Seminar: Data Science in the Era of Big Data

Content

Data has supported research since the dawn of time, but recently there has been a paradigm shift in the way data is used.  Today researchers and practitioners are mining data for patterns and trends that lead to new hypotheses.  This shift is caused by the huge volumes of data available from, e.g., social media websites, web query logs, sensors, and medical devices. ”Big Data” has been established as an umbrella term to cover such high-volume and complex data. In this seminar, we cover recent topics of Data Science in the era of Big Data. The core question we tackle is: How can we efficiently extract knowledge from large and complex data? To study this question, the seminar comprises two aspects: On one hand, we discuss modern computing frameworks for large-scale data analytics such as Apache Hadoop, Spark, and Giraph. On the other hand, we review models and algorithms for pattern detection in large data. In particular, we will focus on applications such as anomaly detection and community discovery in e-commerce and social media data. This seminar is ideal for students interested in data science, data mining, large-scale data analytics, and/or machine learning. It is also a good starting point for writing a Bachelor/Master thesis on related topics. Basic knowledge in data mining and/or machine learning is helpful but not mandatory.

Structure of the seminar

Each student selects a specific topic (computing framework/mining algorithm), which he/she will present in the seminar.
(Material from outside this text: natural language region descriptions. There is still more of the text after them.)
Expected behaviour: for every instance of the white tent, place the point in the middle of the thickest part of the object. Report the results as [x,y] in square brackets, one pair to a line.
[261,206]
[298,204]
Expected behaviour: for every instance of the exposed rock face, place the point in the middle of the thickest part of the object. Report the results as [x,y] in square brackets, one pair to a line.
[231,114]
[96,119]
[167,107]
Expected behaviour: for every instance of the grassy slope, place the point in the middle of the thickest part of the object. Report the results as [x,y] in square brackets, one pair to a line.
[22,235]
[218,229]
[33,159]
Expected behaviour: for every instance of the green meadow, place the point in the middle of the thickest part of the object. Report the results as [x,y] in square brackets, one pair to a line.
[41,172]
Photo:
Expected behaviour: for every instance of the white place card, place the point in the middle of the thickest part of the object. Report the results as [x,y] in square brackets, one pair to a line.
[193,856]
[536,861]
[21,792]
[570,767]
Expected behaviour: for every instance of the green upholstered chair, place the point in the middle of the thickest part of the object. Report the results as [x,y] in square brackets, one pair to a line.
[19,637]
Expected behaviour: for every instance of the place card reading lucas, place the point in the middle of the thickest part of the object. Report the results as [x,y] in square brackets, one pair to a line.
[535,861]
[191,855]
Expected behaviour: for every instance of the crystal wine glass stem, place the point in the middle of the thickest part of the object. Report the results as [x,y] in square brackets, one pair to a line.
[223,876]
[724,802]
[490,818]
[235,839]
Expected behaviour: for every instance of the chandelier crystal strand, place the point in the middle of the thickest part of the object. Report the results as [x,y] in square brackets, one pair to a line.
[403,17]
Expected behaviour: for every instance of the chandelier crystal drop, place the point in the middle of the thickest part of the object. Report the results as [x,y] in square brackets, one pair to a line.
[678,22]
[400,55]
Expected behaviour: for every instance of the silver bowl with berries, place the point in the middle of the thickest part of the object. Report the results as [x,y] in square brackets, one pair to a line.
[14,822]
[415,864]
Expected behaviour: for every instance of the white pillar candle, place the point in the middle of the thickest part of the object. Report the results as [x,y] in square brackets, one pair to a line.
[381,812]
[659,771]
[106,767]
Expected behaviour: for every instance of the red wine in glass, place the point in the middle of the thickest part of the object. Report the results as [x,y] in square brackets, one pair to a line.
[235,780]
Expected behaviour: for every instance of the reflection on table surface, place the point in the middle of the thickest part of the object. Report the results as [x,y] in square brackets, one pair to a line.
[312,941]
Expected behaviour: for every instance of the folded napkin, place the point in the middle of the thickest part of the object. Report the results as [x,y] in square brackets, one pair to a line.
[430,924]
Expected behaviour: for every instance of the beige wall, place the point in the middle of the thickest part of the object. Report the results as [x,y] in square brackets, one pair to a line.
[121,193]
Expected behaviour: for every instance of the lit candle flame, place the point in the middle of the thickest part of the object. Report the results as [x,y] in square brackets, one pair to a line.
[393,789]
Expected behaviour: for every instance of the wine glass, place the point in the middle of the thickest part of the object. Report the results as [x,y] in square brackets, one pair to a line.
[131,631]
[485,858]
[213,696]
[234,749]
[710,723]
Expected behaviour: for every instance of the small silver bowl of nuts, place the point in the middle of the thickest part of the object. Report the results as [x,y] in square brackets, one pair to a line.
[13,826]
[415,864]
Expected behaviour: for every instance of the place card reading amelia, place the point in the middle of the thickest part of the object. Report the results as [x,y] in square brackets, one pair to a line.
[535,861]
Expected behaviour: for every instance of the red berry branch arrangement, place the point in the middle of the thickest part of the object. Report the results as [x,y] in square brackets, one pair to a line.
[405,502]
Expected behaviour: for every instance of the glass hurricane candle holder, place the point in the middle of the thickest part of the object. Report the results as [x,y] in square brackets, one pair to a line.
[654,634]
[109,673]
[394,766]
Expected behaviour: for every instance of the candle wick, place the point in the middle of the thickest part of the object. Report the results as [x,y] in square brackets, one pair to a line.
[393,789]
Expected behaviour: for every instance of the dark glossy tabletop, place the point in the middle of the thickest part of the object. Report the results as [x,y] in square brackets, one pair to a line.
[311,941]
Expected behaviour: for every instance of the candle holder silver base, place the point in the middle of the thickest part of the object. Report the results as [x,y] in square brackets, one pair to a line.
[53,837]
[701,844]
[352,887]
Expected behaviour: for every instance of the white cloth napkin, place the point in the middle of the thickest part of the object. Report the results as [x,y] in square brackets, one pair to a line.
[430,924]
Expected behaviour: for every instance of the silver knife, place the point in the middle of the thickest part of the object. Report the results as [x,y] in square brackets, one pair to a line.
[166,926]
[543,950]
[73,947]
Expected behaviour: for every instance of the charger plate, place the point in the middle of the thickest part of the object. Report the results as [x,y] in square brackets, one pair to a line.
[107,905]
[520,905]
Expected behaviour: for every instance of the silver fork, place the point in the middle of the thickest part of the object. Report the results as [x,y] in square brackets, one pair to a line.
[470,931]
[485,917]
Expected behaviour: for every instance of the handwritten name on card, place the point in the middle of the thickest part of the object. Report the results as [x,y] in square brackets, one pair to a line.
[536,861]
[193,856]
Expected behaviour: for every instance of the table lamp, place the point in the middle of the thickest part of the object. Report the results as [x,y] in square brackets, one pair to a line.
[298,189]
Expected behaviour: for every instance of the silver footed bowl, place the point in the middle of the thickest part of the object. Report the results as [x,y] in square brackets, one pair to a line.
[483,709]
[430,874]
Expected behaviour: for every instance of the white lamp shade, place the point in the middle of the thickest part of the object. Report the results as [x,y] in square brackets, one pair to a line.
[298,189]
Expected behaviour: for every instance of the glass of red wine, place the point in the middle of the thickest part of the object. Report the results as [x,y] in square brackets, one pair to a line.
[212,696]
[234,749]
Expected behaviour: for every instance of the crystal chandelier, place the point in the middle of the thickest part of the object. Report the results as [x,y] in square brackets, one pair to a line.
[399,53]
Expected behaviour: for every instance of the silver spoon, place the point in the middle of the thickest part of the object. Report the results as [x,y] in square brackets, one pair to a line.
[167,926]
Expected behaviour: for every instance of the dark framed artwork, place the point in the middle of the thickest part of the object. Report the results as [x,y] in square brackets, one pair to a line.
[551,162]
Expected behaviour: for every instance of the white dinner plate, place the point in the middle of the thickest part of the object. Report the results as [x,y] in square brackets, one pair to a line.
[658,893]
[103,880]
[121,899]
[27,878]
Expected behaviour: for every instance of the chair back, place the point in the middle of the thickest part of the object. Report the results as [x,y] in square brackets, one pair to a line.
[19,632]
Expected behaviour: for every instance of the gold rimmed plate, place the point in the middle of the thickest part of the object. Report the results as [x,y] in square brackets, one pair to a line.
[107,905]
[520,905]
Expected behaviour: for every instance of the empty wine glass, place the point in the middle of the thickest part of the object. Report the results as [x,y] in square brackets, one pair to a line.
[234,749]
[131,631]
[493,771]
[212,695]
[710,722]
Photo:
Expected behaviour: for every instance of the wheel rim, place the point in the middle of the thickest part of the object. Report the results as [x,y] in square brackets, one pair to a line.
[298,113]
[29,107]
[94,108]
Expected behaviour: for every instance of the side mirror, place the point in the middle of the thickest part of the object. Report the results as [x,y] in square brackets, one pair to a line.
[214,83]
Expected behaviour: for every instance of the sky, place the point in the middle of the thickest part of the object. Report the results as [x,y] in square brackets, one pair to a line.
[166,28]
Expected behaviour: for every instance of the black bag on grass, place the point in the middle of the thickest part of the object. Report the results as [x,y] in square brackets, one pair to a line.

Additionally, a seminar paper summarizing the topic needs to be submitted before the presentation (approximately 3-4 pages for Bachelors and 5-6 pages for Masters; a template for the reports will be provided).

Organization

Please register for the seminar by sending an e-mail to data.science.tum(at)gmail.com. The e-mail should contain your contact information, your program of study, and (if applicable) your knowledge/experience in data science and related topics. The deadline for registration is May 15th, 2015. The seminar will be held as a block seminar; either at the end of the lecture period or during the semester break. The exact date will be coordinated with all seminar participants. Furthermore, there will be a mandatory kick-off meeting taking place in May. Again, the exact date of the kick-off will be discussed with all participants. The seminar is open for Bachelor and Master students. Reports can be written in English or German. English presentations are preferred; however, only recommended if you are proficient in English conversation. For further information, please contact Dr. Stephan Günnemann.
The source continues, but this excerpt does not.